EUR/USD trades below all major moving averages ahead of key inflation data

The recent flare-up in tensions between the United States and Iran triggered a risk-off mood: oil rallied, stocks dropped, and the dollar climbed. But most of these moves were erased after signs emerged that the negotiations would continue.

The FOMC Minutes released last week showed that the Fed is closely watching inflation, which is highly affected by energy prices. A re-escalation in the US – Iran war would send oil and energy prices higher, thus putting pressure on the Fed to tame inflation by hiking the rate.

This means that this week’s Consumer Price Index (CPI) release will have a very high impact on Forex markets. A higher-than-expected value would likely send the dollar higher because the chances of a rate hike would increase. Conversely, a lower value should weaken the greenback. At the time of writing, the CME FedWatch tool shows a 34% chance of a 25-bps hike in July and 51% in September.

Economic Calendar Highlights

The markets will likely remain range-bound until Tuesday at 12:30 pm GMT when the US Consumer Price Index (CPI) will be released. Both the Core and headline yearly figures are expected to come out lower than previously, which would mean that inflation is toning down. The monthly CPI is expected to show a change of -0.1% from the previous 0.5%, while the Core version has a 0.2% forecast, the same as the previous.

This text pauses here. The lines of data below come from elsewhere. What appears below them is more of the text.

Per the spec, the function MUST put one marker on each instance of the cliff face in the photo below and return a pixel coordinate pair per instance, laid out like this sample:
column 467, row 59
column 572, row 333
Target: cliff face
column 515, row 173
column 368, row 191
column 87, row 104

Fed Chair Warsh will testify on Tuesday at 2:00 pm GMT on the Semiannual Monetary Policy Report before the House Financial Services Committee. He will also testify on Wednesday at 2:00 pm on the same topic but this time before the Senate Committee on Banking, Housing, and Urban Affairs.

On Thursday, traders will focus on the US Retail Sales report that comes out at 12:30 pm GMT, and the last notable release of the week will be the University of Michigan Consumer Sentiment, scheduled for Friday at 2:00 pm GMT.

Technical Outlook – EUR/USD

The pair is trading in a tight range around 1.1400, and this behavior should continue at least until the release of the CPI on Wednesday. All three moving averages (50-day, 100-day, and 200-day MA) are above the price, indicating a downtrend.

If the price action moves below the current level, the first support is located at 1.1325 (the previous low), followed by 1.1200. However, the dollar would need a strong catalyst to reach 1.1200 quickly. To the upside, the first resistance is represented by the 50-day Moving Average (the blue line), but the overall bias remains bearish.

EUR/USD technical analysis chart showing consolidation around 1.1400 below the 50-day, 100-day, and 200-day moving averages, with support at 1.1325 and 1.1200.

EUR/USD consolidates near 1.1400 ahead of the US CPI release, with the pair remaining below all three major moving averages as traders assess whether inflation data can drive the next breakout.